Collecting Analytics from (almost any) Website

By Conrad Carlberg
Jan 28, 2018

📄 Contents

␡

Planning an Approach
Planning the Workbook Structure
The VBA Code
The Analysis Sheets

⎙ Print

< Back Page 2 of 4 Next >

This chapter is from the book 

Predictive Analytics: Microsoft® Excel 2016, 2nd Edition

Learn More Buy

Planning the Workbook Structure

Your workbook needs three types of worksheets: one type to collect the data from your web queries, one type to bring the query data together in a single place, and one type to run whatever analyses you decide are needed. (You also need a VBA module to hold your code, but that is covered in a later section of this chapter.)

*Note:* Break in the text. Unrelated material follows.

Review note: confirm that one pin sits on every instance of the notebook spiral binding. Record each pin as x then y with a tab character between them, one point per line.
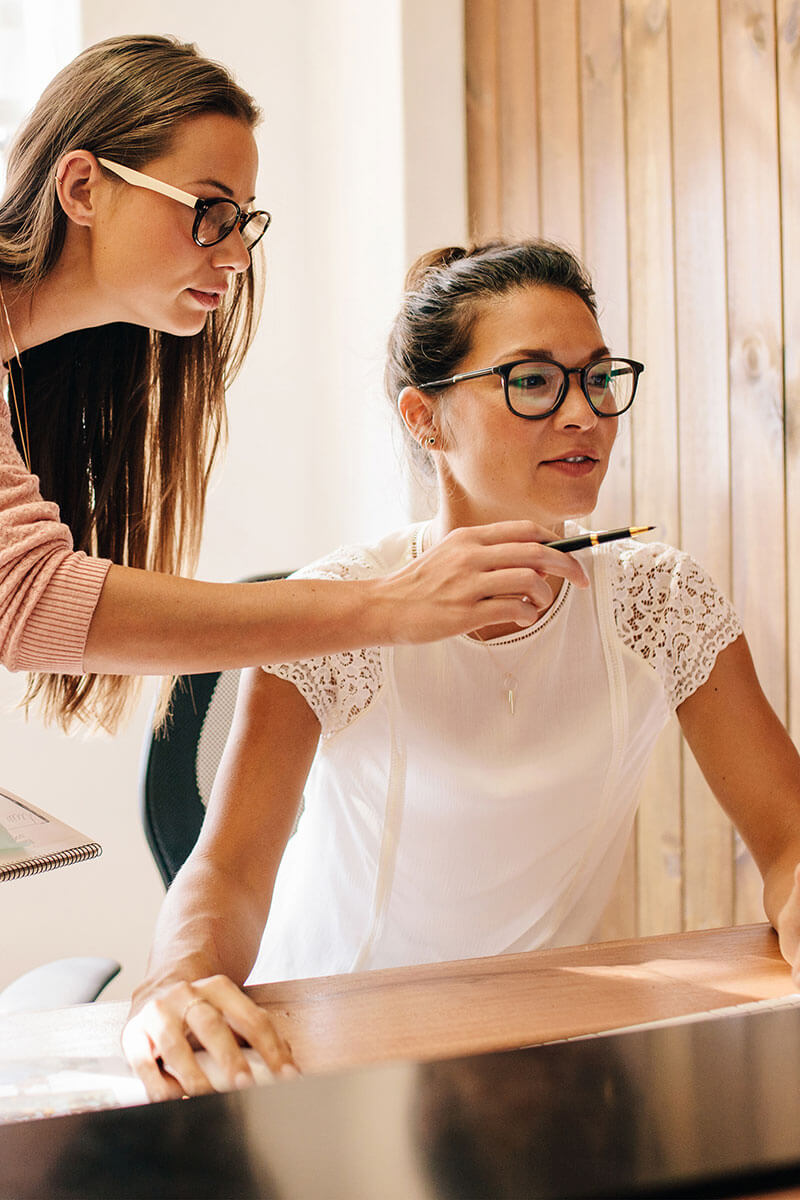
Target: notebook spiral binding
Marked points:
48	862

Those three types of worksheet are discussed in the next three sections.

Query Sheets

If you haven’t used Excel to retrieve data from the Web, you might be surprised at how easy it is. I’m not speaking here of using your browser to get to a web page, selecting and copying some or part of its contents, and then pasting back into the workbook. I’m speaking of queries that can execute automatically and on a predetermined schedule, thus enabling you to walk away and let the computer gather data without you micromanaging it.

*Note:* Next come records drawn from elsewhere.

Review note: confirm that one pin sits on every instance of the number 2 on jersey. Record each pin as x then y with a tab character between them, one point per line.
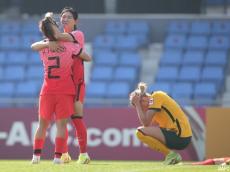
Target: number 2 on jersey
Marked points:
57	65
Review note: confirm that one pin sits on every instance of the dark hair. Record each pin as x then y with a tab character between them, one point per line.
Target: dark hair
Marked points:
72	11
45	26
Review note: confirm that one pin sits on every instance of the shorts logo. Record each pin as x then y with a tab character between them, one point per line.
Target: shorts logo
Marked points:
151	101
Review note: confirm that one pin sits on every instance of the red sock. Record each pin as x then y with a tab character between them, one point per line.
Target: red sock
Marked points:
205	162
59	146
81	133
38	145
65	148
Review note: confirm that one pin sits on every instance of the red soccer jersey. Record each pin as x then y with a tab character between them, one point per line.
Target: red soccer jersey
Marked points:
78	67
58	72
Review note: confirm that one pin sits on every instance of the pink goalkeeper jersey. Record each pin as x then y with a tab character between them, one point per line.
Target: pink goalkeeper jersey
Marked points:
78	67
58	72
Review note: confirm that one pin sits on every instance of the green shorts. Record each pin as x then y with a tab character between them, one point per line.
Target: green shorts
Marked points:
173	141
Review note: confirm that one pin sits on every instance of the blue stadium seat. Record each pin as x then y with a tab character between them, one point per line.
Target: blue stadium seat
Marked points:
130	59
34	58
126	43
219	42
102	73
138	27
14	73
27	89
200	27
7	89
106	58
116	27
221	27
182	27
189	74
30	27
104	41
3	57
205	93
118	90
197	42
128	74
167	74
171	57
17	57
182	92
28	39
175	41
9	27
160	86
216	57
10	42
193	57
213	74
34	72
96	89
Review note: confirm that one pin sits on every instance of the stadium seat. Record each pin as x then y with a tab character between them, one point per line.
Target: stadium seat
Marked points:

Suppose that you want to retrieve data from Amazon about a book entitled Statistical Analysis with Excel. You open a new workbook and rename an unused worksheet to something such as “Stats.”

Next, start your browser if necessary and navigate to Amazon’s page for that book. When you’re there, copy the page’s full address from the browser’s address box—drag across the address to highlight it and either press Ctrl + C or use the browser’s Edit menu to choose the Copy command.

Switch back to Excel and click the Ribbon’s Data tab. Click the From Web button in the Get External Data group. The New Web Query window displays as shown in Figure 1.1.

Figure 1.1 What you see at first depends on your browser’s home page.

Drag through the address that appears in the Address box and press Ctrl + V to paste the address you copied. When you click the Go button, the query window opens the Amazon page (see Figure 1.2).

Figure 1.2 Web pages sometimes consist of several tables, rectangular areas that divide the page into different segments.

Typically you see one, and sometimes more than one, square icon (a red arrow on a yellow background) that identifies the location of part of the web page, called a table. You can select a table by clicking its icon. When you click one of these icons to select it, the icon turns blue to indicate that you want to download the data in that table.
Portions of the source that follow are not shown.